IMO the observed performance improvements are basically 100% due to the avoidance of malloc and in the real world (but not this benchmark) due to better cache friendliness of on-stack data, but not because any vector functions such as element access are substantially sped up. That explains why the benefits disappear (in a relative sense) pretty quickly as the element size increases, even for the large-embedded-buffer case where all of the elements are still on the stack: the malloc benefit is (roughly) a one-time benefit per vector, not a "per access" or "per element" benefit so as the vector grows, the relative benefit diminishes and the non-malloc operation costs come to dominate.

slavik81 · on Jan 30, 2019

The thing is that a cache line is 64 bytes, and loading from main memory to cache is orders of magnitude slower than from cache to register.

In the std::vector case, it's loading 64 bytes into cache just to get the heap pointer. Then the heap pointer tells it which other 64 bytes to load.

In the SmallVector case, the 64 bytes that contain the heap pointer are likely to include the entire vector, entirely eliminating the second load.

jstimpfle · on Jan 30, 2019

Since it's stack memory, in both cases you can assume that the struct (whether or not including a small-array) is already loaded in the cache. The question is can't you achieve that the heap memory of the vector version is also in the cache if you just care a tiny little bit about data organization.

BeeOnRope · on Jan 30, 2019

Sure, it can be the case that both the data and the vector struct are in cache (in different lines). Analyses like "stack is in cache, but heap is in main memory" are too simple to capture the subtleties of real programs. In general, for a benchmark, you can expect everything to be in cache, unless the data is large enough that it doesn't fit, which usually means that it won't fit regardless of small-vector optimization or not.

That said, purely from a memory access and cache use point of view, it is more or less strictly better to pack all the vector data (data and metadata) together as the small vector does: you'll always only bring in the one cache line containing everything.
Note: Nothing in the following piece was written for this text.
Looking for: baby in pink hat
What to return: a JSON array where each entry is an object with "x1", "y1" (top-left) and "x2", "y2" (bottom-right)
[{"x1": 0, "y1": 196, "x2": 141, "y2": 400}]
In the split stack + heap case [1], sure both lines might be cache, so the access time might be the same, but you still need to have both of those lines in the cache, so the footprint is bigger. So at beast it can be "tied", but at some point you'll suffer misses with this strategy that you wouldn't suffer if everything were co-located. It follows directly from the general rule that you want to pack data accessed together close together.

---

[1] Of course it might be heap + heap since the std::vector itself might be allocated on the heap but it doesn't really change the analysis.

forrestthewoods · on Jan 30, 2019

When I said main memory I meant failing to get a cache hit.
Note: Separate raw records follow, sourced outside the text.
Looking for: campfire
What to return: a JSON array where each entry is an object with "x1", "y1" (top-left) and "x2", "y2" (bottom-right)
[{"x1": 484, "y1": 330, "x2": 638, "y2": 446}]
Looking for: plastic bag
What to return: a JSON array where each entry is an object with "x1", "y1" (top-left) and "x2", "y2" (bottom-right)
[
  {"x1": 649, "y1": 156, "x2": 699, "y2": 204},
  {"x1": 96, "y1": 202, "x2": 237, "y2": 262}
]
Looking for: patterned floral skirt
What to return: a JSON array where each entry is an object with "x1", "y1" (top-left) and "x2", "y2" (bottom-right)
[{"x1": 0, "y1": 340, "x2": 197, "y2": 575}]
If you’re hitting the allocator (slow!) then odds are pretty good those bytes aren’t fresh in the cache. They could be if you just read them and then freed them and then the allocator handed them right back. But that’s probably not a good pattern either.

Another form of this pattern is the small string optimization. It’s exceptionally common. https://blogs.msmvps.com/gdicanio/2016/11/17/the-small-strin...

chrisseaton · on Jan 30, 2019

> If you’re hitting the allocator (slow!) then odds are pretty good those bytes aren’t fresh in the cache.

Incidentally, this is a great reason why GCs are useful even if you don't need the automatic memory management - a GC can allocate from memory that is always in cache, and they can do it in a couple of cycles.